Хата Винниченки выглядела свежепобеленной. На крыше, как и раньше, – всякий хлам, чтоб не сдувало солому. Тын хороший, тоже сделан недавно, не выцветший, не перемерзший-перемоченный дождями и снегом, а как живой. Такой тын мог в Остре плести только сам старший Винниченко. Дмитро Иванович. А до него – Винниченко Иван Матвиевич, его батько. Все знали. И я знал. Теперь стукнуло на ум.
Глаза мои разглядывали тын с глечиками и макитрами, а сердце стучало.
Наконец я подал голос:
– Хозяева! Вы дома?
Никто не отозвался. Я зашел на двор. Сарай закрыт. Скотины никакой не слышно, не видно.
Постучал в двери. Толкнул, открыл.
– Есть кто живой?
– Хто там?
Голос слабый. Но я узнал Дмитра Ивановича. Он лежал на печи под кожухом. Только нос наружу.
Не глядя на меня, пробормотал:
– Сидай. Никого нэма. Я одын. Хворию. Ты хто?
Я молчу.
Он опять:
– Ты хто? Кажи, бо я голову повэрнуты нэ можу. Шия болыть. Усэ болыть. Хто?
– Я Нисл Зайденбанд. Вашего Гриши товарищ. Помните?
– А-а-а-а… Нишка… Ага. А Грыша у армии. У армии, кажу, Грыша.
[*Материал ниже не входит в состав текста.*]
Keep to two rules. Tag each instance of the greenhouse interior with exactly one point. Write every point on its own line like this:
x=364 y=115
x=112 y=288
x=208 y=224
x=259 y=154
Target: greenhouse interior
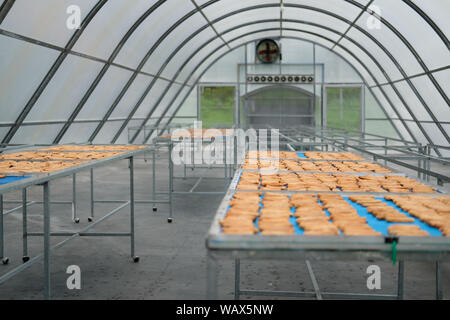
x=224 y=150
А Мотря моя помэрла. Помэрла Мотря моя. Нэ побачить вже сыночка свого Грышу. Очи выплакала. И помэрла. Шо ты мовчиш, Нишка? Ты тут?
– Тут. Вы доктора звали?
– Ай… Тии дохторы… Нэма у нас дохторив. Фэршал. Прыходыв, посыдив. Говорыть: у больныцю. Може, у сам Чернигив. Чи куды ще. А ты, Нишка, допоможи мэни. Дай якусь судыну. А то я на пич ссу и ссу. Так хоч по-людськы поссаты пэрэд смэртю.
Я взял грязную миску со стола. От растерянности ничего другого не бросилось в глаза.